I begin this lesson by asking the students what they know about the "fancy mathematical word" data. I am looking for the students to tell me that data is simply information. Then I ask the students about what they know about riddles. I am looking for the students to be able to tell me that riddles give you clues that help you figure out an answer.
I tell the students that today we are going to be using riddles to figure out... "The Mystery Number!" I am going to give them clues about a number and they are going to have to use the data or information that they know about that number to help them figure out the mystery number.
I begin this section of the lesson by explaining to the students that sometimes we can organize data into a table. I ask the students why they think it would be helpful to organize data into a table. I am listening for them to tell me that organizing information, or data, can help us identify information based on what the topic is.

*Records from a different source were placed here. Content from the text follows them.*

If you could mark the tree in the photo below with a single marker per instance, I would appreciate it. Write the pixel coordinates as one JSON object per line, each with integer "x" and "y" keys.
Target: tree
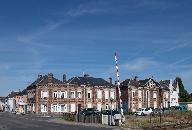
{"x": 184, "y": 96}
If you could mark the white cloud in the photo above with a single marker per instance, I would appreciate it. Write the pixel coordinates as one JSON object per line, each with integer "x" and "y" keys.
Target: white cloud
{"x": 4, "y": 67}
{"x": 30, "y": 39}
{"x": 138, "y": 64}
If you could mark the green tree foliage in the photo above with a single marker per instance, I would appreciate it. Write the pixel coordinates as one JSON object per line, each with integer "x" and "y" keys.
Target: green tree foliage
{"x": 184, "y": 96}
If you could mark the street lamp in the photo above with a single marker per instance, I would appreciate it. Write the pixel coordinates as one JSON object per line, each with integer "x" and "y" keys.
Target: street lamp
{"x": 111, "y": 100}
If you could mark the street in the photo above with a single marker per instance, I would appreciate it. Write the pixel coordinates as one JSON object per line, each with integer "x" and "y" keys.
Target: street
{"x": 10, "y": 121}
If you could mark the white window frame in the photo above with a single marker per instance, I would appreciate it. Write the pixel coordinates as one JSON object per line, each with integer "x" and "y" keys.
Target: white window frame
{"x": 99, "y": 94}
{"x": 73, "y": 94}
{"x": 55, "y": 94}
{"x": 89, "y": 92}
{"x": 112, "y": 94}
{"x": 62, "y": 95}
{"x": 79, "y": 95}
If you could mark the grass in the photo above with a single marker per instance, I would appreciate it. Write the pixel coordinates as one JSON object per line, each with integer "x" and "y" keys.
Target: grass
{"x": 168, "y": 119}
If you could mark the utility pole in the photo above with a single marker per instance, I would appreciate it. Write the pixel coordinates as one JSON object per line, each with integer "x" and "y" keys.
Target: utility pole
{"x": 118, "y": 88}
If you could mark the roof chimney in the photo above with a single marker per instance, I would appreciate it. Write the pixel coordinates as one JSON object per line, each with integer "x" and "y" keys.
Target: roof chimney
{"x": 86, "y": 75}
{"x": 64, "y": 78}
{"x": 50, "y": 78}
{"x": 136, "y": 78}
{"x": 39, "y": 76}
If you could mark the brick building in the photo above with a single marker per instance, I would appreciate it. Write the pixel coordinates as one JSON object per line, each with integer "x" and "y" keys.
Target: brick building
{"x": 146, "y": 93}
{"x": 49, "y": 95}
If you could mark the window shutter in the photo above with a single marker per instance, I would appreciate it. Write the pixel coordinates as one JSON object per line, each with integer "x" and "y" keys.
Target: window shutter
{"x": 51, "y": 107}
{"x": 41, "y": 94}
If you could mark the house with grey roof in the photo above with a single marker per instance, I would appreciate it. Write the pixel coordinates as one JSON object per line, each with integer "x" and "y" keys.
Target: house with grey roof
{"x": 173, "y": 90}
{"x": 143, "y": 94}
{"x": 48, "y": 95}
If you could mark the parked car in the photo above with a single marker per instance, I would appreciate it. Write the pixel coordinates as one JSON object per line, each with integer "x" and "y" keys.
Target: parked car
{"x": 87, "y": 111}
{"x": 108, "y": 112}
{"x": 143, "y": 111}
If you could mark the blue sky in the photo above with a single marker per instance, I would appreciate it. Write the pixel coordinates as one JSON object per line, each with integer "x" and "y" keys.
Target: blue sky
{"x": 151, "y": 37}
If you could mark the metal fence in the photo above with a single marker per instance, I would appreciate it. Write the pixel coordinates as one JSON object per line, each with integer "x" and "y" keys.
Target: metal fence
{"x": 83, "y": 118}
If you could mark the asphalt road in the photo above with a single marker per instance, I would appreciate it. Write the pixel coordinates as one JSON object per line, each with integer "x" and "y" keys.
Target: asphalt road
{"x": 18, "y": 122}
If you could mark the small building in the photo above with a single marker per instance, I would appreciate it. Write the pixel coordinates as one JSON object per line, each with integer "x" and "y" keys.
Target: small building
{"x": 2, "y": 106}
{"x": 48, "y": 95}
{"x": 187, "y": 104}
{"x": 10, "y": 102}
{"x": 21, "y": 102}
{"x": 148, "y": 93}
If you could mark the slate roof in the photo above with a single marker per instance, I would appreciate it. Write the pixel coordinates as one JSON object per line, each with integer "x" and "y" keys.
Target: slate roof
{"x": 43, "y": 80}
{"x": 88, "y": 81}
{"x": 125, "y": 82}
{"x": 137, "y": 83}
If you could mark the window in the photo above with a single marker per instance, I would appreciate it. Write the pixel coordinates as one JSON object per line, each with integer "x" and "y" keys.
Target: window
{"x": 43, "y": 108}
{"x": 79, "y": 94}
{"x": 106, "y": 106}
{"x": 55, "y": 108}
{"x": 62, "y": 95}
{"x": 99, "y": 94}
{"x": 133, "y": 94}
{"x": 62, "y": 108}
{"x": 154, "y": 95}
{"x": 72, "y": 107}
{"x": 140, "y": 94}
{"x": 89, "y": 95}
{"x": 72, "y": 95}
{"x": 112, "y": 94}
{"x": 106, "y": 94}
{"x": 55, "y": 94}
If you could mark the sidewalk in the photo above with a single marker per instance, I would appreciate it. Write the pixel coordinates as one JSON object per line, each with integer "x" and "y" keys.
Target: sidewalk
{"x": 62, "y": 121}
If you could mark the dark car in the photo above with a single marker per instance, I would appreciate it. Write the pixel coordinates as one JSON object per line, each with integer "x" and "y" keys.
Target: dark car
{"x": 88, "y": 111}
{"x": 108, "y": 112}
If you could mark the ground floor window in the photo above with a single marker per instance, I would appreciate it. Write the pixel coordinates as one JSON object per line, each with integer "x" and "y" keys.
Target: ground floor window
{"x": 44, "y": 108}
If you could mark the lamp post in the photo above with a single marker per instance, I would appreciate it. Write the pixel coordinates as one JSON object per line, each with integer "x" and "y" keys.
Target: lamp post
{"x": 111, "y": 100}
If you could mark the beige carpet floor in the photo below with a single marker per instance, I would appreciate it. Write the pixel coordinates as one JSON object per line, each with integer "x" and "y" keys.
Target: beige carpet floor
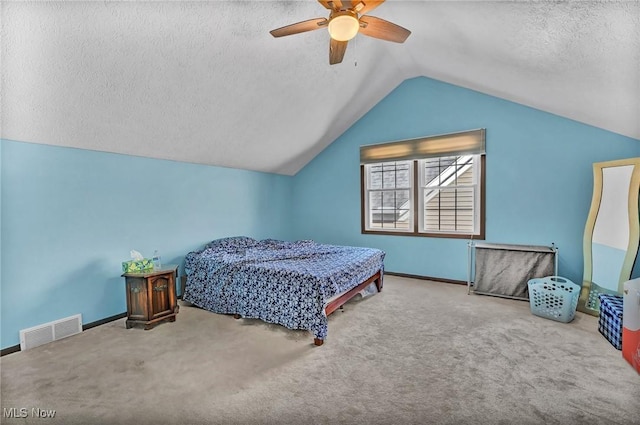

I show them the first slide of the Riddle Me This Power Point Presentation (It is a table showing information about the length of marine mammals). I ask them to turn and talk about what this table shows and how they know that (MP5). I am listening for the students to be discussing how it shows the table shows the length of different marine mammals, and they know this because there is a title on the top of the table and on each line there is a different animal and it's length. I then pass out a copy of the Riddle Me This... Worksheet.
I read them the first riddle, step by step, asking them after each step if there are any animals we can eliminate from the list. How do we know that they are not the answer to the riddle? We continue until we have eliminated all but one.
We continue going through the Power Point presentation. The students follow along using their worksheet. There are several slides where the students move from riddles about the marine mammals to riddles using bare numbers.
I use these riddles for several reasons. One is that this approach develops the students' flexibility in thinking about numbers, "translating" the data into equations to determine if their thinking "makes sense" (MP2). I also like the students to use the process of elimination to remove numbers on a hundred chart because they don't fit the clues on the riddle, which develops their critical thinking skills (MP1).
The final section of the worksheet asks the students to create a riddle of their own using one of the numbers on that section of the hundred chart. The students will need to create at least 3 clues to help someone solve their riddle.
Helping the students find a good starting point to create a riddle is important. I review what the students know about characteristics of numbers. What are some ways that they could describe the number? As they respond, I prompt them to s - t - r - e - t - c - h their thinking:
Tell me more.
What else can you tell me?
Can you do that a different way?
How is these numbers like an addition problem (subtraction problem)?
This seems to help them look for the structure in their riddle and help them make use of that structure.
Once the students have written their riddles, I have them share it with a partner and try to solve it. Were the clues helpful? Could you solve the riddle correctly? If not, what clues would have helped you?
I usually have a few students share their riddle with the class and have the students try to solve it using either their worksheet or hundred chart.